In the four years of CWB Welding Foundation Mind over Metal camps, students have found interest in the camps for a variety of reasons. However, sometimes there is a story so unique it must be shared

Danylo Kruk attended the Mind over Metal camp at Tech Voc High School in Winnipeg because he thought it would be interesting to learn a trade. He couldn’t possibly have had any idea that he owes a lot more to welding than he ever realized.

This story begins in the Ukraine in 1914, where Danylo’s Great-Grandfather, Alexander, was born in the village of Ivanivka. Alexander’s family was deported to Russia when he was a child and as a young man he escaped back to Eastern Ukraine. It was there that Alexander started his career as a welder. He’d marry Antonina and she would later give birth to Oleg, Danylo’s Grandfather. Alexander eventually moved the family to Slovakia, leveraging his skills as a welder to provide for his family.

They eventually made their way to Germany while evading the Soviet Army. When the Second World War ended, Alexander and his family were placed on a train by allied army occupiers, knowing that they were likely to be shipped off to Siberia, or even worse: executed for treason by having worked in Germany and aiding the enemy.  Knowing he needed to act quickly, Alexander repeatedly shouted to an officer “I’m a Welder!” The officer took notice and ordered the soldiers to remove him from the train. Once off the train, Alexander convinced the officer to allow his family to come with him as well.

Eventually, the family heard of the opportunities in Canada and in 1950, Alexander made his way to Montreal; securing a loan to bring the rest of the family soon after.  After Alexander’s retirement, he moved to Edmonton, helping with ornamental and structural projects at the Ukranian Cultural Heritage Village. Danylo was never able to meet his Great Grandfather; he was born 7 years after Alexander’s passing.

However, Danylo can’t help but feel a connection to  his Great Grandfather through this story, noting the story was “pretty cool, because it shows that trades are just as important then as they are now.”

Danylo isn’t the only family member who’s pursued welding in large part to this story.  Danylo’s Uncle, John Krawchenko, has also taken up the trade in recent years. As a lawyer in Hamilton, Ontario, John has recently completed both the Introductory and Intermediate welding courses through Mohawk College.

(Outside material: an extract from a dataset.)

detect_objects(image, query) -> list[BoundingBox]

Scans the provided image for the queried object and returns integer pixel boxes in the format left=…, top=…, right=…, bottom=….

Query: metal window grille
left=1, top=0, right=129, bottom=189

“I know that when I prepare myself for welding, I do have a feeling of connection with grandfather and an appreciation of his level of skill, which I could never hope to achieve,” John Krawchenko.

However, when it comes to carrying the torch, it’s apparent that John knows where he stands: “I saw pictures of Danylo’s work product and I think he is much better at welding than me, so perhaps, the skills component skipped a generation.”

In the end, even though Danylo only knows his Great Grandfather through stories and photos, it’s fair to say that without welding, there very well may not have been a story to tell.

Alexander with a friend that was welding ’56
Wife (Antonina), son (Oleg), daughter (Ludmila), son (Bohdan) on the boat “Fairsea” to Canada in 1951
Alexander in Montreal, 1956
Danylo at Mind Over Metal Camp, top row, second from left
Danylos’ school photo
John in welding outfit



We would like to express our thanks to Lesia Kruk (the Mother of Danylo and the Grand Daughter of Alexander) for her support with this article.